It's official. Australia entered the first year of Sarbanes-Oxley reporting under Section 404 on July 15, 2006.
Issuers outside the US who fall under Section 404 are required to file audit reports relating to internal controls for the first fiscal year ending on or after that date.
This includes documented financial processes, risk assessment and financial reporting controls.
Australian companies can expect a few mistakes.
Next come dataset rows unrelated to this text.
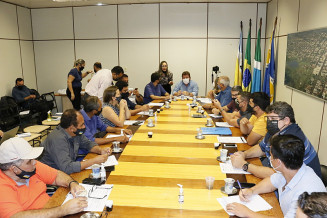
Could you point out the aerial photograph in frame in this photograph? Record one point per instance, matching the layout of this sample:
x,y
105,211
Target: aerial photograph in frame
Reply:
x,y
306,62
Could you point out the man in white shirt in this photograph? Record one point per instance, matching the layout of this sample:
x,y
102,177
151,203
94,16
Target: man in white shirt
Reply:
x,y
99,82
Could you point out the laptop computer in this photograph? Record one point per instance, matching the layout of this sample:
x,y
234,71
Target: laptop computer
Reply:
x,y
9,134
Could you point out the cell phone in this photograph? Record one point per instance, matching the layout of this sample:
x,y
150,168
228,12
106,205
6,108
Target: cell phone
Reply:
x,y
230,145
244,185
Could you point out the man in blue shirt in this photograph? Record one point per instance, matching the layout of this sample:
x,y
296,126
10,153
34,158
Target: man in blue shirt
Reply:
x,y
95,126
154,91
187,86
280,121
291,179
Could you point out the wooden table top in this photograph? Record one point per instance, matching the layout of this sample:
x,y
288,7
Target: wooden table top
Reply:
x,y
145,180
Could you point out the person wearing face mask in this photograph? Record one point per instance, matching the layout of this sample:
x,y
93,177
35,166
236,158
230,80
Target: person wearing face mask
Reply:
x,y
62,145
133,108
74,84
280,121
187,86
95,128
154,90
23,183
99,82
242,106
166,77
255,127
115,110
292,178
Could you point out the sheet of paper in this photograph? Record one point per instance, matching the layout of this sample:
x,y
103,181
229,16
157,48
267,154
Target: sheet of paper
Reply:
x,y
257,203
227,167
215,116
143,113
111,161
94,192
156,104
131,122
223,124
204,100
231,139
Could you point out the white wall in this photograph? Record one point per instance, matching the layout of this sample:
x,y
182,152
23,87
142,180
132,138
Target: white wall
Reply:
x,y
16,47
296,16
193,37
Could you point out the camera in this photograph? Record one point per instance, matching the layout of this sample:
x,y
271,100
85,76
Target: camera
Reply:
x,y
215,68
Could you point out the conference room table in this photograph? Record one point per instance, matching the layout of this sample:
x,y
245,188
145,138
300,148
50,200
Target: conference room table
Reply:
x,y
145,180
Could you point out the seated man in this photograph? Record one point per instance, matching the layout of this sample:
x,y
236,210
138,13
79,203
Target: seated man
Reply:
x,y
291,179
99,82
133,108
312,205
62,144
255,127
154,91
225,94
186,87
231,107
23,183
95,128
137,97
280,121
242,105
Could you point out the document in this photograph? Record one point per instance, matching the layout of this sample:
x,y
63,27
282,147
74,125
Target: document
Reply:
x,y
111,161
131,122
204,100
96,196
223,124
231,139
227,167
257,203
216,131
156,104
215,116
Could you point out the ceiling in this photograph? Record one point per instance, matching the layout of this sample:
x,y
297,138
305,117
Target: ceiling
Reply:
x,y
69,3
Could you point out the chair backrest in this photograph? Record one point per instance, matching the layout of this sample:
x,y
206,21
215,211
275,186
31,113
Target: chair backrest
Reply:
x,y
324,174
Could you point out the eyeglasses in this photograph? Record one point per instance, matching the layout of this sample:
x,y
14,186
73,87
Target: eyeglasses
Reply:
x,y
93,191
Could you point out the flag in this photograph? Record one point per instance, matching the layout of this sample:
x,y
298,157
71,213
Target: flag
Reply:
x,y
256,80
246,83
269,80
238,65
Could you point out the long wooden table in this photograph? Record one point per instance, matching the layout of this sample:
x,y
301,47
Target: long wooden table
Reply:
x,y
145,180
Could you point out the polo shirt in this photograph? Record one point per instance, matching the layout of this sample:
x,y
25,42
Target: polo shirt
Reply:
x,y
98,83
305,180
259,124
224,97
192,87
150,89
310,155
78,77
15,198
61,150
93,125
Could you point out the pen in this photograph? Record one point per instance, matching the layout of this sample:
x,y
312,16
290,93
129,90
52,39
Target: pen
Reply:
x,y
239,184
In the US, one in six companies failed to meet Sarbanes-Oxley (SOX) compliance in the first year.
Australian head of KPMG of Sarbanes-Oxley compliance, Brian Bogardus, said it is hard to say why these companies are failing as there are too many complexities involved, adding that the Securities and Exchange Commission (SEC) disclosures do not go into tremendous detail.
Bogardus said one area where companies struggle is the impact of IT on internal reporting, because the solutions are not simple.
Fortunately, only 6 percent of companies in Australia need to comply with the mandate.
But even outside legal mandates, companies find other audit controls covering both internal partners and suppliers a struggle.
KPMG claims only six percent of companies conduct audits of reporting controls and, as a result, businesses are losing billions of dollars.
KPMG claims 90 percent of IT businesses that undertake a review of self-reporting relationships (SRR) find under-reporting by partners or customers.
This figure translates into billions of unaccounted dollars, according to a KPMG report.
In a self-reporting environment, each party involved provides the other with information relating to activity, such as sales volume data.
The study, entitled Contract Compliance in the High-Tech Industry, also found that the reason such SSR are not audited is fear of offending a business partner or customer.
Nearly 60 percent of the respondents agreed that, by not auditing partners' reports they risked encouraging grey market activity in products.
Maurice Pagnozzio, KPMG contract compliance services Asia Pacific leader, said if companies can see the benefits in better control of intellectual property as well, the arguments for bringing SRRs under proper control begin to look overwhelming.
"Of the 155 respondents we surveyed, 72 percent indicated they were in a SRR, yet only six percent said they audit even half of their relationships," Pagnozzio said.
"Most often, the misreporting is not intended or malicious, it's simply because of poor compliance processes and controls or original contracts that are too vague and therefore easily misunderstood."